I suppose it should have served as a warning to my kindergarten teacher, that I did not approve the behaviour of Robin Hood. (This was “High Kindergarten,” age-equivalent to North American Grade II.) Today, I’d be at risk of a report to Children’s Aid. For I was opposed to highwaymen; a proponent of law and order; a shill for the landed and the wealthy, as it were — though it took years, and “events,” for me to fully realize that God had made me not a Whig but a Tory.

The ballads we have are from the fifteenth century — the beautiful decadence of the Late Middle Ages. The character may or may not have been an historical figure from an earlier epoch. There were actual Sheriffs of Nottingham, however, and I’m sure some of them were corrupt, for that is often the case with humans. I trust sheriffs almost as little as I trust highwaymen, though at least they don’t dress in Lincoln green. (It was once high fashion; give me shepherd’s grey.) The political subtlety in the legend is lost on most modern children: that Robin Hood, returned from the Crusades to discover that his property has been impounded, becomes an enemy of the rich, but a friend to “the people” — and loyal henchman for the King.

We might call him a Disraelian, “two nations” Conservative. It is a formula that will always appeal to the romantic: the King as champion of the People; the very top of society in alliance with the bottom against the self-interested middle-men. Our own NDP in Canada (the “Nastily Demented Party,” representing populist socialism) was, at its start, instinctively monarchist, as well as cloyingly Methodist. Or in Catholic fantasy, the Pope and the People against the high-living Bishops. Whereas I, a more traditional mediaevalist, am for a unified hierarchy: a place for everyone, and everyone in his place. (Shakespeare is on my side, incidentally; see his Histories.)

My childish disapproval of Robin Hood, however, was not from opposition to “equality,” per se. Rather I was against crime. It is not right to take things not voluntarily offered, whether by stealth, or by force. Redistribution to “the poor” does not justify the crime, but compounds it. This undermines the whole concept of Property, to the ultimate disbenefit of rich and poor alike. I note that Mr Hood also became anti-clerical, in the Protestant developments of the legend. To my mind the Merry Men were a bunch of thugs, Friar Tuck a lickspittle, and Maid Marian a ho.

I’m opposed to the “welfare state,” or as I call it, “Twisted Nanny,” not because I oppose helping the poor, but because I’m against theft and robbery. And theft is not improved by moral unctuousness, or “virtue signalling” in the progressive mode. The fact is that the State, whether or not it actually gives to the poor (and most “social spending” goes to those who control them), demands enormous taxes to pay for this dubious generosity, and invades all our lives to collect.

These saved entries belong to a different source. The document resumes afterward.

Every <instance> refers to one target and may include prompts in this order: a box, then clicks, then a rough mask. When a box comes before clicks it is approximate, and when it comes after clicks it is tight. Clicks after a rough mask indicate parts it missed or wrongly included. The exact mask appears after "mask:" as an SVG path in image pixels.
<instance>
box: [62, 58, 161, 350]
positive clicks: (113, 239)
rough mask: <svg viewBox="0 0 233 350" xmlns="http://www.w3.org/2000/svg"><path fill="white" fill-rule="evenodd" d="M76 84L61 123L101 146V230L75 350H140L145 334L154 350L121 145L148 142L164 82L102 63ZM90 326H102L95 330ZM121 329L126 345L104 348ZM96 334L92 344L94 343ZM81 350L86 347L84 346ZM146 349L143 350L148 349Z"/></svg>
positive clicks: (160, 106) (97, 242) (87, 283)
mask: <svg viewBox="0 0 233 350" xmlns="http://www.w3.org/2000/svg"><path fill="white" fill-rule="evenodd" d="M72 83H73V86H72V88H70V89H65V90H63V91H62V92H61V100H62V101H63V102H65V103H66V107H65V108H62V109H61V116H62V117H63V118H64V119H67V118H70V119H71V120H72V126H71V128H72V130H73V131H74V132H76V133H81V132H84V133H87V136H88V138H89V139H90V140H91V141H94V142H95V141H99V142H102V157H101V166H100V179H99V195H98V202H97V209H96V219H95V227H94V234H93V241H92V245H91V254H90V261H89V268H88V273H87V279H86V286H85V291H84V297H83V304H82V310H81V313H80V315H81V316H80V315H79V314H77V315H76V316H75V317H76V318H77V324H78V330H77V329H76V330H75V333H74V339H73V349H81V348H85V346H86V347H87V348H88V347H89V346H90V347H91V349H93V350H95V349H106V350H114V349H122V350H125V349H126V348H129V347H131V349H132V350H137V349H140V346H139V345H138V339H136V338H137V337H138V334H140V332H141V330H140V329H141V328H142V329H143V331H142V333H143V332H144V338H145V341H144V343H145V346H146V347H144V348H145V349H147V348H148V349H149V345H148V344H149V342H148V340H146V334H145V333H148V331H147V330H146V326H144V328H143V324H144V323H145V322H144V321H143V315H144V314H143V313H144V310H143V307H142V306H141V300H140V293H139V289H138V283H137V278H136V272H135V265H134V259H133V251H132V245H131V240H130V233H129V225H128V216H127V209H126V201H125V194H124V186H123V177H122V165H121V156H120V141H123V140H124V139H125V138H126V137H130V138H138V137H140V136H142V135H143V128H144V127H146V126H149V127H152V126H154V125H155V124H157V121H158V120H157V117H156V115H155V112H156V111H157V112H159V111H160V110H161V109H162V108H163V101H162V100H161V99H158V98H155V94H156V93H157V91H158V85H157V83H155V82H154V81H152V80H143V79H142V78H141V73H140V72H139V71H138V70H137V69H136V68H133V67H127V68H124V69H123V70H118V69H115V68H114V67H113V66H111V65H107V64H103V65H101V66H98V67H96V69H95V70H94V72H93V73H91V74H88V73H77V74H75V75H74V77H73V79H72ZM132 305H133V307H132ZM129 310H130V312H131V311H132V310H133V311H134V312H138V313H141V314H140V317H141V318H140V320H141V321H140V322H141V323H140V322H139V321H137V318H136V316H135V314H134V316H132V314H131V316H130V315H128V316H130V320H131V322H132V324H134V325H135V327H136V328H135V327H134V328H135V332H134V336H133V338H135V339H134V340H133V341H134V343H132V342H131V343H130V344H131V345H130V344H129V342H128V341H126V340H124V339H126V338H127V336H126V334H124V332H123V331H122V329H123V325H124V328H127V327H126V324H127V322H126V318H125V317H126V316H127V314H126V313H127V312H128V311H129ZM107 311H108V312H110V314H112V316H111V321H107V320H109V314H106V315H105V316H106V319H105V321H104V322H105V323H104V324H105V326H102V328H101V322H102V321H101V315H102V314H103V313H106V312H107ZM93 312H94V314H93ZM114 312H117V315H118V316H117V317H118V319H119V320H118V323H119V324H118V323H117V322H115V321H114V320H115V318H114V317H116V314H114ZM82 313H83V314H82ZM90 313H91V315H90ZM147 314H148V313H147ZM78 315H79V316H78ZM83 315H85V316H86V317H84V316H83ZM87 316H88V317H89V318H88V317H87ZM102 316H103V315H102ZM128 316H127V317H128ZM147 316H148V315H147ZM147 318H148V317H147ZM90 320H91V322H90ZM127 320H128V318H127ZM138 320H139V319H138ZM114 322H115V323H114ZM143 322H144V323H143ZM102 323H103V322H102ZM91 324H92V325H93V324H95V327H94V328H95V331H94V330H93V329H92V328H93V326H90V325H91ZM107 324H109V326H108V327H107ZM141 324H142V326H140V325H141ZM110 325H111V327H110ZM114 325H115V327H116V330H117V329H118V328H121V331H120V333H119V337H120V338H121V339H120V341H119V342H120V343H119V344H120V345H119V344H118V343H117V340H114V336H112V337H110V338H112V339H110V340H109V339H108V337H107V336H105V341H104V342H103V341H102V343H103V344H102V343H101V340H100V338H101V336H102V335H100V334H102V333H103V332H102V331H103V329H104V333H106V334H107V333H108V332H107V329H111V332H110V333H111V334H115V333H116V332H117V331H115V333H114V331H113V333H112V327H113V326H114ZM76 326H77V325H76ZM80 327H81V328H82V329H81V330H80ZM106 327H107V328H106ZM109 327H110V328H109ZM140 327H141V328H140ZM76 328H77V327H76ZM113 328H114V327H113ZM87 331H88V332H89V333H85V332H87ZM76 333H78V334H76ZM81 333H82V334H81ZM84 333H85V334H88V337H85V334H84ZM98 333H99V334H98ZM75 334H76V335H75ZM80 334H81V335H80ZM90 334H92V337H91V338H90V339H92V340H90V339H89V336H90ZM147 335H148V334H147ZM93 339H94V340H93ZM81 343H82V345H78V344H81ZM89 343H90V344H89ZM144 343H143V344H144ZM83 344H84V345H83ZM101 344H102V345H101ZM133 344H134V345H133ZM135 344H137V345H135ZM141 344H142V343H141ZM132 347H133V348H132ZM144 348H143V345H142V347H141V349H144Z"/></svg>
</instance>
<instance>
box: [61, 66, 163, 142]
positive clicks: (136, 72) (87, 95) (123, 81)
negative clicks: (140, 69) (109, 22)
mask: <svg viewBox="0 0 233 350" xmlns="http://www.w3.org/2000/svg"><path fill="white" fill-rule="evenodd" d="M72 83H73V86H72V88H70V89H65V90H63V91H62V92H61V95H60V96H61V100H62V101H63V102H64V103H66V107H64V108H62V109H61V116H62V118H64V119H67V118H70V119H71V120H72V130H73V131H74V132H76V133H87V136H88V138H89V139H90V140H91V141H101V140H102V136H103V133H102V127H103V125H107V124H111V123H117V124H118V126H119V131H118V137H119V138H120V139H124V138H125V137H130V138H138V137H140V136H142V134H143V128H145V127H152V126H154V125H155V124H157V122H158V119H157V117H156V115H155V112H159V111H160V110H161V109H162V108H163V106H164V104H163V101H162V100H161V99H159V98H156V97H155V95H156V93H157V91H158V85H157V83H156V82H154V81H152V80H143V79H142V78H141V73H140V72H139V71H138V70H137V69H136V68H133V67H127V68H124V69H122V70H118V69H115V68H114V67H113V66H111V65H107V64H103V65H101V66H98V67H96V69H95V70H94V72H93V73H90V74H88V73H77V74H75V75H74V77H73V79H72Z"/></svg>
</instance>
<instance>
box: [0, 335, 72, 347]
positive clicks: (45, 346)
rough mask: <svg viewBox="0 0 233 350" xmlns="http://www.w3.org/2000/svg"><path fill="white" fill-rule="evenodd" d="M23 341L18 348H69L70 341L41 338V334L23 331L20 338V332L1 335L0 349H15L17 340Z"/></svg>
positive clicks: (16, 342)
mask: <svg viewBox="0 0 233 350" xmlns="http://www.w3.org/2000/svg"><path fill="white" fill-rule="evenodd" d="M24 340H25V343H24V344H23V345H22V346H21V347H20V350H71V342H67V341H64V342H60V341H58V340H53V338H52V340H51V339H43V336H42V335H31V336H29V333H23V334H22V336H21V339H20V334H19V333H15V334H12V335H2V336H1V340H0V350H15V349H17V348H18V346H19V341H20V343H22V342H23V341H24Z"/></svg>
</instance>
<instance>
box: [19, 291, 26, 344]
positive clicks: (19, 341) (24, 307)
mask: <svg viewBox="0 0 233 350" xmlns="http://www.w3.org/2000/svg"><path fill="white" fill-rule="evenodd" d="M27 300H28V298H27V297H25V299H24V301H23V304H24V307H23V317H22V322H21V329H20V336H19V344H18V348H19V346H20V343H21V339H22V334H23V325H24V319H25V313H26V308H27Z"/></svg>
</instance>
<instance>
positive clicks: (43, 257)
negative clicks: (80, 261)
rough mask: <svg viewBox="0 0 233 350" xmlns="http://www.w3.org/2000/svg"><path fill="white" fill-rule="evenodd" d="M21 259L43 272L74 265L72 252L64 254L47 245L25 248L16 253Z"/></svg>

Robin Hood, by comparison, was limited at least to what he could obtain as a talented archer. A moral evil is not made good when imposed by massive force, hyped by incessant propaganda, or procrusteanized by sadistic auditors.

Though simple, this point is easily misrepresented. I have never been in an argument in which my opposition to the Income Tax was not depicted as heartless indifference to the supposed beneficiaries of the State’s largesse. Nor have I heard the slightest curiosity about alternative means to charitable ends, that do not involve jackboot procedures.

The poor themselves are robbed by State lotteries, by hidden taxes on all their little comforts, by regulations that drive up the cost of such necessities as food and rent. But most important, they are deprived of their innocence by being made the receivers of stolen goods.